Official organizations such as WSL (World Surf League) and the ISA (International Surf League) host and govern such events and the officially recognized surfing competitors within them.
4. It’s easy
If you’re one of those people who believes that surfing is easy, then you better listen up. Just like any sport or hobby, you simply can’t just learn to surf in a day. Heck, even a day probably isn’t enough to get you on the board yet.
Even surfing instructors have realized that you can’t just overwhelm a new learner with everything from the get-go. They’ve actually adopted a method of having prospective surfers learn one basic skill at a time and progressively acclimating to the board and water.
From there, it’s all about practice, which will probably take a lifetime of dedication and passion. This should also be coupled with an ever-growing pool of first-hand experience with the environment and the ocean.
5. Shark bait
There will inevitably be some environmental factors when it comes to surfing. You have to watch out for any potential dangers, but one of the most commonly brought up is the danger of man-eating sharks.
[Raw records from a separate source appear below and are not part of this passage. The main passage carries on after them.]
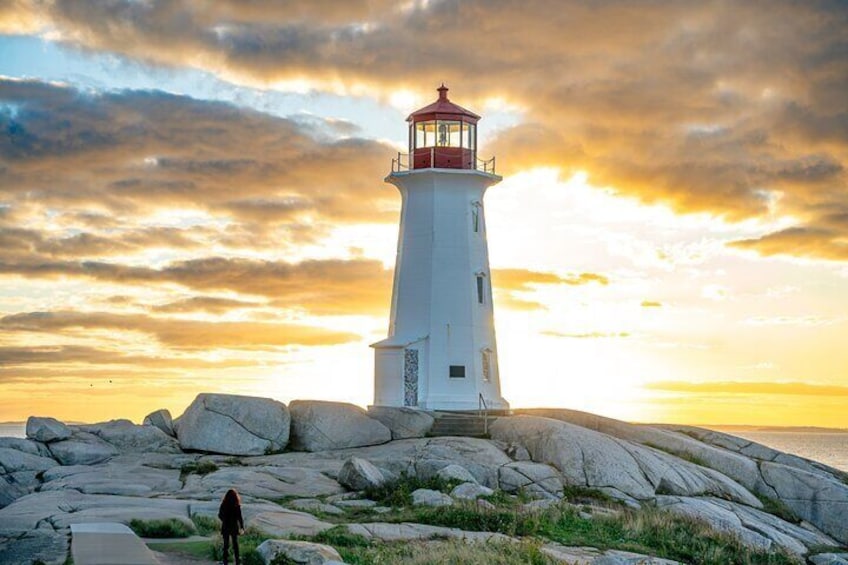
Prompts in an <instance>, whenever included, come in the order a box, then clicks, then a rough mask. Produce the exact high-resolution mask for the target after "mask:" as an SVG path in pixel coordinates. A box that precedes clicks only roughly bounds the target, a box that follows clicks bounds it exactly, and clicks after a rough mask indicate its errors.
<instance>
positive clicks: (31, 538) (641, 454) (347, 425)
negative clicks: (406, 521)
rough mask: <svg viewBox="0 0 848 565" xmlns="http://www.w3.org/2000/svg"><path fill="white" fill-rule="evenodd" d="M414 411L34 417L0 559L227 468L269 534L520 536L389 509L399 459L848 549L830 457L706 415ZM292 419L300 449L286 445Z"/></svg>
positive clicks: (211, 410)
mask: <svg viewBox="0 0 848 565" xmlns="http://www.w3.org/2000/svg"><path fill="white" fill-rule="evenodd" d="M378 412H379V411H378ZM387 414H388V415H387ZM378 415H379V418H378ZM419 415H420V414H410V413H408V410H400V409H398V410H395V411H392V410H389V411H383V412H382V413H381V414H377V413H375V412H374V410H373V409H372V412H371V417H369V414H367V413H366V412H365V411H364V410H362V409H360V408H358V407H355V406H352V405H349V404H342V403H331V402H313V401H295V402H292V403H291V406H290V407H289V408H288V409H287V408H286V407H285V406H284V405H282V404H281V403H279V402H276V401H273V400H269V399H263V398H248V397H239V396H229V395H214V394H203V395H200V396H198V397H197V399H196V400H195V401H194V402H193V403H192V404H191V406H189V408H188V409H187V410H186V412H185V414H183V415H182V416H181V417H180V418H178V419H177V420H175V421H171V420H170V414H168V413H167V412H166V411H157V412H154V413H152V414H151V415H149V416H148V418H147V419H146V420H148V421H147V423H146V425H142V426H138V425H135V424H133V423H132V422H129V421H127V420H114V421H111V422H104V423H100V424H91V425H83V426H76V425H65V424H63V423H61V422H58V421H56V420H53V419H52V418H31V419H30V422H29V423H28V428H27V435H28V438H27V439H22V438H0V563H32V562H35V561H41V562H44V563H49V564H53V563H55V564H57V565H61V564H63V563H65V562H66V559H67V558H68V550H69V541H70V538H69V535H70V527H71V526H72V525H75V524H86V523H102V522H119V523H124V524H127V523H129V522H130V521H131V520H133V519H142V520H170V519H173V520H177V521H180V522H182V523H184V524H186V525H187V526H191V525H192V521H191V517H192V516H195V515H197V516H203V517H208V518H213V519H214V518H215V517H216V515H217V509H218V504H219V502H220V500H221V497H222V496H223V494H224V493H225V492H226V490H227V489H229V488H231V487H232V486H233V485H236V486H237V488H238V489H239V492H240V493H241V495H242V500H243V508H242V511H243V514H244V517H245V521H246V524H247V525H248V526H249V527H253V528H256V529H257V530H259V531H260V532H262V533H263V534H265V535H266V536H270V537H272V538H286V537H289V536H314V535H316V534H318V533H320V532H323V531H325V530H328V529H330V528H333V527H334V526H335V525H336V524H342V525H343V527H346V528H347V530H348V531H349V532H350V533H354V534H359V535H361V536H363V537H365V538H367V539H369V540H383V541H386V542H402V541H404V540H422V541H423V540H433V538H438V539H455V540H462V541H464V542H467V543H477V542H487V541H497V542H506V543H513V542H517V541H519V540H518V539H516V538H511V537H508V536H505V535H503V534H499V533H493V532H473V531H463V530H459V529H456V528H447V527H440V526H434V525H426V524H416V523H391V522H392V520H391V519H390V517H392V515H391V514H388V515H387V517H383V515H382V513H386V512H391V511H392V509H391V508H387V507H383V506H380V504H379V503H378V502H377V501H375V500H368V499H367V498H365V496H364V494H363V491H364V490H365V489H368V488H369V487H374V486H379V485H384V484H385V483H386V482H389V481H393V480H396V479H398V478H401V477H404V476H406V477H410V478H415V479H417V481H418V484H421V483H423V482H425V481H432V482H433V484H437V485H438V484H443V485H444V484H447V485H449V486H452V487H453V488H452V489H449V488H447V487H442V488H444V490H445V492H440V491H438V490H428V489H418V490H415V491H414V492H412V493H408V491H407V494H406V495H405V496H407V497H410V494H411V499H412V502H413V503H414V504H415V505H427V506H436V507H438V506H449V505H456V506H457V507H458V508H462V509H473V508H478V509H483V510H484V511H485V510H486V509H488V510H490V511H494V510H496V506H495V505H494V504H493V503H495V504H503V500H504V499H510V497H512V500H513V501H514V508H513V507H511V508H512V510H511V511H515V512H528V513H531V512H532V513H541V512H558V511H560V510H559V509H560V508H563V507H568V508H570V509H571V510H572V511H574V512H577V513H578V515H579V516H580V518H581V519H584V520H587V521H591V520H595V519H597V518H598V517H607V518H608V517H616V516H621V515H623V514H624V513H625V512H626V510H625V509H624V507H623V506H620V505H619V506H609V505H605V503H603V502H598V501H597V500H596V501H595V502H591V501H590V502H589V503H587V502H585V501H582V500H580V498H579V497H580V496H581V495H580V493H585V492H586V491H585V490H584V488H585V489H593V490H596V491H601V492H602V493H604V494H606V495H609V496H610V497H612V498H613V499H616V500H619V501H621V502H623V503H624V504H625V505H627V506H631V507H640V506H648V507H656V508H658V509H660V510H661V511H663V512H669V513H672V514H676V515H679V516H686V517H689V518H695V519H697V520H700V521H703V522H705V523H707V524H709V525H710V526H711V527H712V528H713V529H716V530H720V531H724V532H727V533H729V534H732V535H733V536H735V537H737V538H738V539H739V540H740V541H741V543H742V544H744V545H745V546H748V547H750V548H758V549H760V550H763V551H767V552H774V551H778V550H780V551H787V552H789V553H792V554H795V555H798V556H804V557H805V558H806V559H807V561H808V562H809V563H813V564H815V565H822V564H825V563H827V564H831V563H832V564H837V565H839V564H845V563H848V560H846V553H845V549H844V545H845V544H848V531H846V528H848V475H846V474H845V473H842V472H841V471H839V470H836V469H832V468H830V467H828V466H826V465H822V464H820V463H817V462H814V461H809V460H806V459H803V458H799V457H796V456H791V455H787V454H785V453H781V452H778V451H775V450H773V449H769V448H767V447H765V446H762V445H759V444H755V443H752V442H749V441H746V440H742V439H740V438H736V437H734V436H730V435H727V434H722V433H719V432H713V431H710V430H704V429H701V428H693V427H686V426H644V425H632V424H627V423H624V422H619V421H616V420H611V419H608V418H601V417H599V416H594V415H591V414H585V413H581V412H575V411H570V410H534V411H532V414H524V415H518V416H513V417H506V416H502V417H499V418H498V420H497V421H496V422H495V423H493V424H492V425H491V428H490V431H491V436H492V439H491V440H489V439H479V438H470V437H433V438H427V437H409V438H407V439H397V438H398V437H402V436H403V435H404V434H413V435H415V434H419V433H423V432H422V430H423V429H425V428H426V426H427V425H428V424H427V420H426V418H418V417H417V416H419ZM425 416H426V415H425ZM378 419H381V420H382V422H385V424H384V423H381V421H378ZM169 422H170V424H171V428H172V429H174V430H175V433H176V438H174V437H172V436H171V435H169V433H168V429H169ZM399 430H400V431H399ZM290 432H291V440H292V444H293V446H294V447H296V448H297V449H298V450H299V451H287V452H282V453H279V451H280V450H281V449H282V448H283V447H284V446H285V445H286V444H287V442H288V441H289V436H290ZM393 437H394V438H395V439H394V440H392V438H393ZM39 438H40V439H39ZM576 487H584V488H576ZM413 488H414V487H413ZM496 489H497V490H499V491H501V492H498V493H497V496H494V497H491V498H488V499H487V497H490V496H491V495H492V494H493V493H494V492H495V490H496ZM519 496H520V497H529V498H533V499H536V500H533V501H527V500H526V499H524V498H519ZM575 496H577V500H578V501H579V504H578V505H572V506H569V504H570V503H569V502H568V501H566V500H565V499H564V497H567V498H568V500H572V501H573V500H574V497H575ZM761 498H762V499H763V500H766V502H767V504H763V502H762V501H761ZM767 499H771V500H767ZM502 509H503V508H501V509H500V510H501V511H502ZM767 509H779V515H777V514H772V513H769V512H768V511H767ZM775 511H777V510H775ZM440 512H443V510H439V509H437V510H435V511H431V512H430V513H440ZM353 513H355V514H353ZM363 513H372V514H373V516H374V519H375V521H373V522H366V523H346V520H345V516H346V515H350V516H353V515H357V516H362V514H363ZM426 513H427V512H424V513H423V514H426ZM789 514H794V515H795V517H794V518H793V517H792V516H790V515H789ZM328 516H331V517H332V523H331V522H330V518H329V517H328ZM378 516H379V517H378ZM781 516H783V517H781ZM360 519H361V518H360ZM395 519H397V518H395ZM376 520H385V521H376ZM433 543H437V542H433ZM840 546H842V547H840ZM263 547H264V549H263V550H262V554H263V555H264V559H265V560H266V561H267V562H270V561H271V560H273V559H275V556H277V557H276V558H279V556H283V555H284V556H286V559H288V560H289V562H295V563H334V562H338V561H339V559H340V558H339V557H338V554H337V553H334V550H333V549H332V548H329V547H326V546H324V547H321V546H319V545H316V544H309V543H306V542H291V541H288V540H277V539H274V540H269V541H268V542H265V544H263ZM540 550H541V551H542V552H543V553H545V554H546V555H548V556H549V557H551V558H553V559H555V560H558V561H560V562H566V563H586V564H595V565H610V564H636V563H640V564H656V565H670V564H673V563H675V562H674V561H670V560H666V559H660V558H657V557H651V556H647V555H639V554H632V553H627V552H624V551H615V550H599V549H594V548H582V547H581V548H575V547H565V546H561V545H558V544H555V543H545V544H544V545H542V546H541V548H540ZM811 550H812V551H813V552H818V554H817V555H809V553H810V551H811ZM799 558H800V557H799Z"/></svg>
Popular media has definitely had a part to play in the sensationalized idea that a Great White could appear at any moment, ready to bite off the leg of an unsuspecting surfer. But before you worry about getting chomped by a hungry predator lurking in the depths, it would be good to know that you have a one in 3.75 million chance of this happening.
You’d have a better chance of buying a ticket to a lottery and winning. Though there have been some high-coverage pieces in the news about a shark attack on a surfer, looking into it will show you that this rarely ever happens.
Location is also important to consider, as places like the capes of Africa may have a higher percentage of risky creatures in the waters. Otherwise, you don’t have to worry about anything trying to bite you while you’re surfing.
6. Crowd surfing
In many areas of life - though in this case, it’s surfing - you don’t always have to follow the crowd. In very popular tourist spots and beaches, there will be swathes of people going to this and that part of the shore to catch a wave.
However, just because most people are in a certain spot doesn’t mean it’ll even be that good. Newcomers will be especially nervous about trying an unoccupied spot in the water, even if they think it looks spectacular.
But that’s just how you might find a hidden gem! And anyway, it may be more fun to strike out on your own and try something new, rather than waiting a long line to ride a peak or having hundreds of people on the same pipe, like in the Gold Coast.
Of course, you still need to keep an eye out for any potential dangers and keep your skill level in mind to stay safe. But otherwise, try something new!
7. Perfect locations
Some think that California, Australia, and other hot, sea-steeped areas are the only places you can surf. It’s Hawaii or bust if you want the best location to surf. But even very cold countries have places where you can catch some waves. As long as there’s a coastline, you can feasibly work with it and try to catch some waves.
You don’t necessarily need the biggest surfing waves to enjoy your time in the water, and perhaps your favorite surfing spot will be the one that most people don’t even go to. There are even some places where you don’t need the sea at all!
Places like Lake Michigan are known for hosting surfers in the fall and winter, and surfers in Munich can find a wave in the Eisbach River, which has become one of their most famous tourist attractions and activities.